Meeting with an editorial board can help your message receive the attention it deserves. Outreach to editorial boards can result not only in editorials that take a progressive stance on an issue; they can also affect news coverage throughout the paper. The single best way to influence the content of editorials is conducting a briefing with editorial boards, although sending materials and following up by phone can also be helpful. Opinion editorials (op-eds) are an extremely powerful and cost-effective way to both educate a large number of readers about your issues, and influence policymakers. Policymakers and their aides read op-eds, which is why securing favorable editorials and meeting with the editorial board on your issue is essential, particularly for campaigns targeting legislation. Good editorials also help establish an organization as an authority.

  1. Do your research: Review the paper's stance and coverage on your issue first. The editorial board will appreciate your familiarity, knowledge and ability to discuss angles that haven't been covered yet.
  2. Target the right paper and writer: Most editorial boards have one head editor and a handful of writers, each focusing on issues like the environment, health and policy. If it’s a national story, you may be able to work with the appropriate editorial writers to find local angles.

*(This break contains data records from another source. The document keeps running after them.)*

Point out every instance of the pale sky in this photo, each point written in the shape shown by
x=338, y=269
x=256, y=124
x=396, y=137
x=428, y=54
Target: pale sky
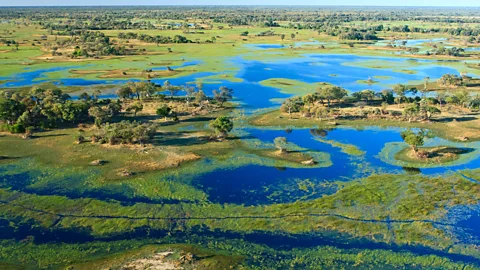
x=475, y=3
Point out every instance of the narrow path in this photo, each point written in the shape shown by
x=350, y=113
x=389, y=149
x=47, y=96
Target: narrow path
x=387, y=221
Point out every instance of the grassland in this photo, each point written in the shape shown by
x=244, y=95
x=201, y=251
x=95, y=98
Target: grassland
x=64, y=213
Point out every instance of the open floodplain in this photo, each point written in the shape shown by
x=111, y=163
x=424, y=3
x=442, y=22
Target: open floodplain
x=239, y=138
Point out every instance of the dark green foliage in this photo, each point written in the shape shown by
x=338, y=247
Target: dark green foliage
x=222, y=125
x=126, y=132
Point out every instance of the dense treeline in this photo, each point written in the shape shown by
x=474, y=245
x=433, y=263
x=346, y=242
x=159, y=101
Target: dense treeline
x=40, y=109
x=331, y=20
x=327, y=101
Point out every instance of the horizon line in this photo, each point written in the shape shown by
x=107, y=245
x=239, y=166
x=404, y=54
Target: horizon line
x=226, y=5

  3. Get to know the gatekeeper: The editorial board and some individual writers have assistants. Introduce yourself and get as much information as you can about the best way to approach them.
  4. Send a formal pitch: This 1-2 page letter should clearly state the editorial position you want the board to take and communicate. Tips: create a sense of timeliness and urgency, and use credible spokespersons. If your spokespeople are not well known, establish their background and what makes them experts.
  5. Provide persuasive documentation to bolster your arguments: Include in your information at one or more fact sheets that immediately highlight your issue and lay out the facts that support your perspective. Encourage editorial boards to review reports and background information that detail recommendations on the issue. Only use documents with solid analysis behind them.
  6. Be persistent: Follow up with friendly phone calls, suggest meeting dates, and send background information by mail with a personal note. It can take a couple months to secure an editorial. As with reporters, always be pleasant no matter what they write.